The APA describes other symptoms of SAD as “feeling sad or having a depressed mood...and feeling worthless or guilty.” SAD-sufferers may also experience changes in behaviour such as appetite and sleep issues, as well as “difficulty thinking, concentrating or making decisions.” They may also experience an “increase in purposeless physical activity or slowed movements of speech.” In very severe cases, sufferers of Seasonal Affective Disorder may lead to “thoughts of death or suicide.” If these thoughts arise, sufferers should immediately consult with a doctor.
Common Therapeutic Treatments for SAD
According to the APA, SAD can be treated with “light therapy, antidepressant medications, talk therapy or some combination of these.” However, many sufferers of Seasonal Affective Disorder will not undergo any treatment. This is because symptoms often lessen as the seasons change. However, the American Psychology Association explains, “symptoms can improve more quickly with treatment.” Those who undergo light therapy are placed “in front of a light therapy box that emits a very bright light." This box also filters out UV light, which can be harmful on the eyes and skin. Light treatments conducted in the morning can jumpstart the circadian cycle similarly to the way in which sunlight does. Others might find talk therapy helpful. The APA notes that most SAD sufferers who benefit from talk therapy pursue “cognitive behaviour therapy.” In combination with talk therapy, a psychiatrist might prescribe “selective serotonin reuptake inhibitors,” which are a type of antidepressant drug.
What You Can Do at Home
Take Care of Yourself
For SAD sufferers uninterested in or unable to pay for medical treatment, there are a few things you can do at home. The APA recommends increasing one’s exposure to sunlight in order to improve symptoms. You can do this by reorienting your home office so that your desk faces the window. You can also bundle up and have coffee or breakfast on your patio to achieve similar results to the light therapy techniques mentioned above. The APA recommends caring for your general health above all else, as a positive baseline for overall wellness is an excellent combatant against SAD. The APA encourages SAD-sufferers to get regular exercise, eat healthily, sleep well and enough, and connect with friends, family and the community.”
Add a Few Houseplants to Your Home Decor
You might also be able to lessen mild symptoms of Seasonal Affective Disorder by adding a few houseplants to your home decor.
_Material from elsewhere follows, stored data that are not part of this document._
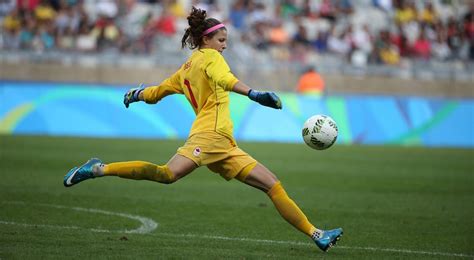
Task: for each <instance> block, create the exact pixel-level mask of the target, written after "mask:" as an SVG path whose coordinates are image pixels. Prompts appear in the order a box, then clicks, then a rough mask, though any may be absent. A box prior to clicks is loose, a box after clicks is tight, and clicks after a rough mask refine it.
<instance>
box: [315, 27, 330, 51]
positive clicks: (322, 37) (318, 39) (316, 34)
mask: <svg viewBox="0 0 474 260" xmlns="http://www.w3.org/2000/svg"><path fill="white" fill-rule="evenodd" d="M328 38H329V31H325V30H319V31H318V32H317V34H316V39H315V40H314V42H313V47H314V48H315V49H316V51H317V52H319V53H324V52H326V51H327V50H328Z"/></svg>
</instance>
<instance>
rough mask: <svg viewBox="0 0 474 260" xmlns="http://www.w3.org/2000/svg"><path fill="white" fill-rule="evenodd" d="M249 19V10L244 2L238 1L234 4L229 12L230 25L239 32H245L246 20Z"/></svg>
mask: <svg viewBox="0 0 474 260" xmlns="http://www.w3.org/2000/svg"><path fill="white" fill-rule="evenodd" d="M246 17H247V9H246V7H245V1H244V0H237V1H235V2H234V4H233V5H232V7H231V8H230V11H229V20H230V23H231V24H232V25H233V26H234V28H236V29H237V30H239V31H244V30H245V29H246V26H245V18H246Z"/></svg>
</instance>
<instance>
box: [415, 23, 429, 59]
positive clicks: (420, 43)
mask: <svg viewBox="0 0 474 260" xmlns="http://www.w3.org/2000/svg"><path fill="white" fill-rule="evenodd" d="M412 50H413V55H414V57H417V58H422V59H425V60H428V59H429V58H430V56H431V43H430V42H429V41H428V39H427V38H426V35H425V31H424V30H421V32H420V34H419V36H418V39H417V40H416V41H415V43H414V44H413V47H412Z"/></svg>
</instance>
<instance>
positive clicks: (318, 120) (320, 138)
mask: <svg viewBox="0 0 474 260" xmlns="http://www.w3.org/2000/svg"><path fill="white" fill-rule="evenodd" d="M302 134H303V139H304V142H305V143H306V144H307V145H308V146H309V147H311V148H313V149H316V150H325V149H327V148H329V147H331V146H332V145H333V144H334V143H335V142H336V139H337V125H336V122H334V120H332V118H330V117H329V116H326V115H315V116H312V117H310V118H308V120H306V122H304V125H303V132H302Z"/></svg>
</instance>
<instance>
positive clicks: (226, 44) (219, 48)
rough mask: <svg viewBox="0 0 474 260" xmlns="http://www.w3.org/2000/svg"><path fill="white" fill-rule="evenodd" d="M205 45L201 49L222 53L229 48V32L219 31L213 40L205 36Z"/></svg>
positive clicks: (206, 36)
mask: <svg viewBox="0 0 474 260" xmlns="http://www.w3.org/2000/svg"><path fill="white" fill-rule="evenodd" d="M203 41H204V44H203V46H202V47H201V48H211V49H214V50H216V51H218V52H220V53H222V52H223V51H224V50H225V49H226V48H227V30H225V29H221V30H219V31H217V33H216V34H214V36H212V38H209V37H207V36H204V38H203Z"/></svg>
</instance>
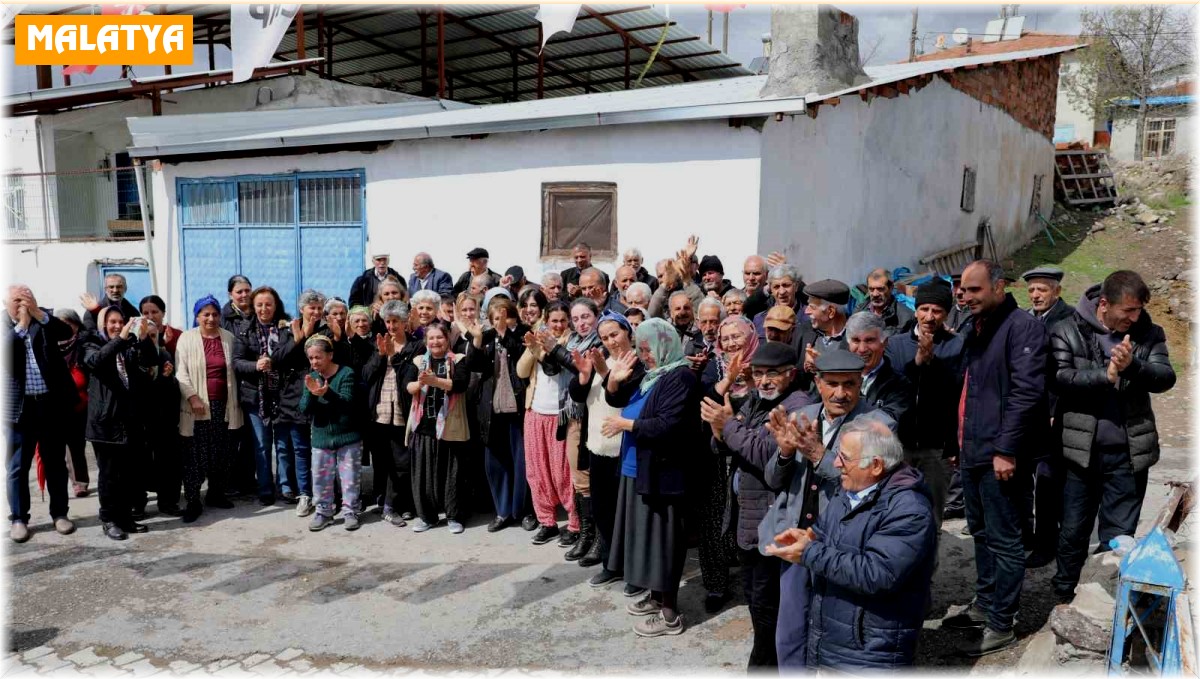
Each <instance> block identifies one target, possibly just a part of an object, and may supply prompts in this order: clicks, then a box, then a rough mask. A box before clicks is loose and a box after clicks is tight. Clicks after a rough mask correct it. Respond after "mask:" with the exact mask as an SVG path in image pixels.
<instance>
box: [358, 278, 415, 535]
mask: <svg viewBox="0 0 1200 679" xmlns="http://www.w3.org/2000/svg"><path fill="white" fill-rule="evenodd" d="M379 316H380V317H382V318H383V320H384V324H385V325H386V328H388V335H380V336H378V337H376V339H374V349H376V350H374V351H373V353H372V355H371V357H370V359H368V360H367V362H366V365H365V366H364V368H362V380H364V383H366V389H367V422H368V423H367V432H366V433H367V437H366V440H367V444H368V445H370V449H371V461H372V471H373V483H374V488H373V492H374V495H376V501H377V504H378V505H379V511H380V512H382V513H383V521H384V522H386V523H390V524H392V525H395V527H397V528H402V527H404V525H407V523H408V521H410V519H412V518H413V517H414V515H413V482H412V476H410V473H412V456H410V455H409V451H408V446H407V445H404V426H406V425H407V421H408V410H409V408H410V407H412V403H413V397H412V395H409V393H408V390H407V389H404V387H406V386H407V383H406V381H404V373H406V372H408V368H409V366H412V363H413V359H414V357H415V356H419V355H421V354H424V353H425V342H422V341H420V339H414V338H413V337H412V335H409V332H408V305H406V304H404V302H402V301H398V300H394V301H390V302H388V304H385V305H383V307H382V308H380V310H379Z"/></svg>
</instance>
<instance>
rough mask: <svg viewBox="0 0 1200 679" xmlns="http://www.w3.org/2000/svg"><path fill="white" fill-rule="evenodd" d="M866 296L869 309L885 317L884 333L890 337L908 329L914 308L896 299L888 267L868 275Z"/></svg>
mask: <svg viewBox="0 0 1200 679" xmlns="http://www.w3.org/2000/svg"><path fill="white" fill-rule="evenodd" d="M866 296H868V302H866V308H868V311H870V312H871V313H874V314H875V316H877V317H880V318H882V319H883V330H884V335H887V336H889V337H890V336H892V335H895V334H896V332H900V331H902V330H907V329H908V324H910V323H912V316H913V314H912V310H910V308H908V307H907V306H905V305H902V304H900V300H898V299H896V296H895V294H894V293H893V289H892V275H890V274H888V270H887V269H876V270H874V271H871V272H870V274H868V275H866Z"/></svg>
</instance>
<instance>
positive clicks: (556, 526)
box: [530, 523, 558, 545]
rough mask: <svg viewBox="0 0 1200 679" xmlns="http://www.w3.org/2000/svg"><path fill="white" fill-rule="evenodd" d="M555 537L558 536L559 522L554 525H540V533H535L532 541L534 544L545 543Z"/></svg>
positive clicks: (538, 527) (544, 544)
mask: <svg viewBox="0 0 1200 679" xmlns="http://www.w3.org/2000/svg"><path fill="white" fill-rule="evenodd" d="M554 537H558V524H557V523H556V524H552V525H540V527H538V533H534V534H533V540H530V542H533V543H534V545H545V543H546V542H550V541H551V540H553V539H554Z"/></svg>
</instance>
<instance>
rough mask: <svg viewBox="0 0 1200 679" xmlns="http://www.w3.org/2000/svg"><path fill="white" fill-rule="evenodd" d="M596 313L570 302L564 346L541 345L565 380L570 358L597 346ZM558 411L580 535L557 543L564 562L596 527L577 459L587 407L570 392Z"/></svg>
mask: <svg viewBox="0 0 1200 679" xmlns="http://www.w3.org/2000/svg"><path fill="white" fill-rule="evenodd" d="M599 317H600V310H599V307H596V304H595V302H594V301H592V300H589V299H587V298H580V299H577V300H575V301H572V302H571V328H572V330H571V334H570V336H569V337H568V338H566V343H565V344H557V345H550V347H548V348H547V345H545V344H544V345H542V349H545V350H547V357H546V361H548V362H550V363H551V365H557V366H558V368H559V369H560V371H563V372H564V373H566V374H568V379H570V378H571V377H574V375H575V374H576V373H578V368H577V367H576V365H575V361H574V360H572V355H575V354H576V353H580V351H590V350H592V349H596V348H599V347H600V336H599V334H598V332H596V319H598V318H599ZM560 403H562V407H560V408H559V413H560V414H562V415H560V416H559V427H560V428H562V429H563V431H564V432H565V439H566V461H568V463H569V464H570V467H571V487H572V488H574V489H575V509H576V512H578V515H580V534H578V535H571V534H570V531H568V536H566V540H559V545H563V543H565V545H568V546H571V548H570V549H569V551H568V552H566V554H564V555H563V558H565V559H566V560H568V561H577V560H580V559H582V558H583V555H584V554H587V553H588V551H589V549H590V548H592V543H593V542H595V536H596V527H595V522H594V521H593V517H592V487H590V482H589V477H588V457H587V456H582V457H581V456H580V438H581V437H582V434H583V419H584V416H586V415H587V405H584V403H583V401H576V399H574V398H571V397H570V390H569V389H566V390H564V391H563V393H562V397H560Z"/></svg>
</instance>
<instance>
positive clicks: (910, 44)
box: [908, 7, 917, 61]
mask: <svg viewBox="0 0 1200 679" xmlns="http://www.w3.org/2000/svg"><path fill="white" fill-rule="evenodd" d="M916 60H917V8H916V7H913V8H912V34H911V35H910V36H908V61H916Z"/></svg>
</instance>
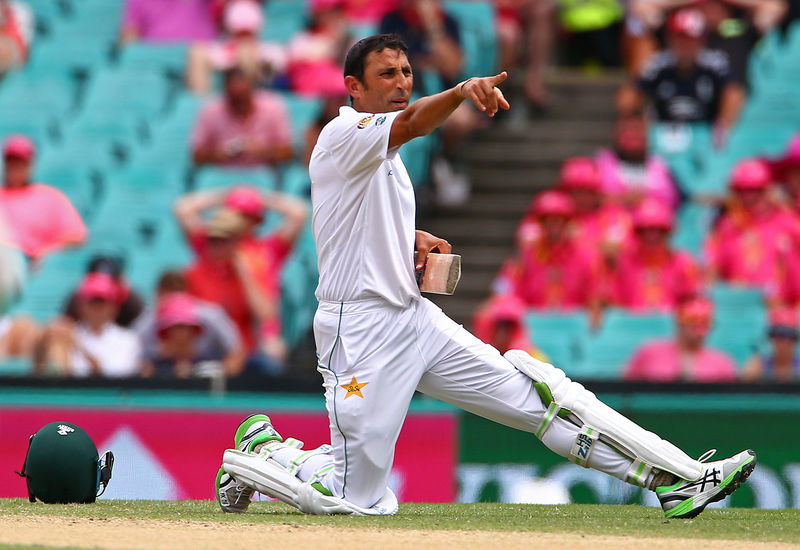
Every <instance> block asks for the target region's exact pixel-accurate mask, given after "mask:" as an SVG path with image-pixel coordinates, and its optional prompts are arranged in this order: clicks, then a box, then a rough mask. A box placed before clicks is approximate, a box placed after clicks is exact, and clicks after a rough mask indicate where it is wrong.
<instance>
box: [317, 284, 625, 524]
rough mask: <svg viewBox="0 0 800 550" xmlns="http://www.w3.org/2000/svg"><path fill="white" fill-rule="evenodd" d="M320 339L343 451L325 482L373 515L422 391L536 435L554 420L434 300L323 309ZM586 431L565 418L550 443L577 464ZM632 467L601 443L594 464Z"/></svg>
mask: <svg viewBox="0 0 800 550" xmlns="http://www.w3.org/2000/svg"><path fill="white" fill-rule="evenodd" d="M314 336H315V338H316V342H317V353H318V355H319V366H318V370H319V371H320V372H321V373H322V377H323V386H324V388H325V400H326V406H327V409H328V416H329V418H330V428H331V445H332V447H333V452H332V455H333V468H332V469H330V470H329V471H328V472H327V473H326V475H325V476H324V477H323V478H322V479H321V482H322V484H323V485H324V486H325V487H327V488H328V489H329V490H330V491H331V492H332V493H333V494H334V495H335V496H337V497H340V498H344V499H346V500H348V501H350V502H352V503H353V504H356V505H358V506H362V507H365V508H368V507H371V506H372V505H373V504H375V503H376V502H377V501H378V500H379V499H380V498H381V496H383V494H384V491H385V490H386V484H387V481H388V479H389V474H390V471H391V468H392V462H393V460H394V448H395V443H396V442H397V437H398V436H399V435H400V429H401V428H402V426H403V422H404V420H405V417H406V413H407V412H408V407H409V404H410V402H411V398H412V396H413V395H414V392H415V391H420V392H422V393H424V394H426V395H429V396H431V397H435V398H437V399H440V400H442V401H445V402H447V403H450V404H452V405H455V406H457V407H460V408H462V409H464V410H467V411H469V412H471V413H474V414H477V415H480V416H483V417H485V418H488V419H490V420H494V421H495V422H499V423H501V424H504V425H506V426H510V427H512V428H516V429H519V430H523V431H526V432H536V431H537V429H538V428H539V425H540V423H541V422H542V420H543V418H544V413H545V407H544V406H543V405H542V401H541V399H540V398H539V395H538V394H537V393H536V391H535V389H534V387H533V381H532V380H531V379H530V378H528V377H527V376H526V375H524V374H522V373H521V372H519V371H518V370H516V369H515V368H514V367H513V366H512V365H511V363H509V362H508V361H506V360H505V359H504V358H503V356H502V355H500V353H499V352H498V351H497V350H496V349H495V348H493V347H492V346H490V345H488V344H484V343H483V342H481V341H480V340H478V339H477V338H476V337H475V336H473V335H472V334H470V333H469V332H468V331H467V330H466V329H464V328H463V327H462V326H461V325H458V324H456V323H455V322H454V321H453V320H451V319H450V318H449V317H447V316H446V315H445V314H444V312H442V310H441V309H439V308H438V307H437V306H436V305H434V304H433V303H432V302H431V301H430V300H428V299H426V298H421V299H419V300H415V301H413V302H412V303H411V305H410V306H408V307H405V308H398V307H395V306H392V305H390V304H388V303H387V302H386V301H384V300H382V299H370V300H363V301H357V302H324V301H323V302H320V304H319V307H318V309H317V313H316V315H315V317H314ZM579 429H580V428H579V427H577V426H574V425H572V424H571V423H569V422H567V421H566V420H563V419H561V418H556V419H555V420H554V421H553V423H552V424H551V425H550V427H549V428H548V430H547V431H546V432H545V435H544V438H543V442H544V444H545V445H547V447H549V448H550V449H551V450H553V451H554V452H556V453H558V454H560V455H561V456H564V457H567V456H569V453H570V450H571V449H572V446H573V444H574V443H575V439H576V436H577V433H578V431H579ZM502 444H503V443H502V442H501V441H489V440H487V441H486V445H502ZM630 465H631V461H630V459H628V458H626V457H624V456H622V455H620V454H619V453H617V452H616V451H614V450H613V449H611V448H610V447H608V446H607V445H605V444H603V443H601V442H598V443H596V444H595V448H594V449H593V451H592V453H591V455H590V459H589V466H590V467H592V468H595V469H598V470H601V471H604V472H606V473H608V474H610V475H613V476H615V477H617V478H620V479H625V474H626V472H627V471H628V468H629V467H630Z"/></svg>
In their article on SAD, Bloomscape notes that a “holistic way to improve symptoms of seasonal depression is to start cultivating an indoor garden.” Bloomscape explains that houseplants help diminish symptoms of SAD because simply “viewing plants and greenery” can shorten recovery time from illness or injury. Bloomscape references the NHS in their article, noting that British doctors agree houseplants can be healing. The NHS has reported UK doctors have “even started prescribing courses of gardening to patients to help encourage relaxation and stress relief.”
In general, houseplants boost overall mood and remind us of springtime, providing hope that the end of Winter is near. In her article “The Best Houseplants for Seasonal Depression” for Plant Snap, Kayla Fratt recommends a few symptom-reducing houseplants. Fratt’s favourites are Chinese Evergreen, Peace Lilies, Snake Plants, Jade Plants and Succulents. Each of Fratt’s recommended plants offers a calming effect on home interiors.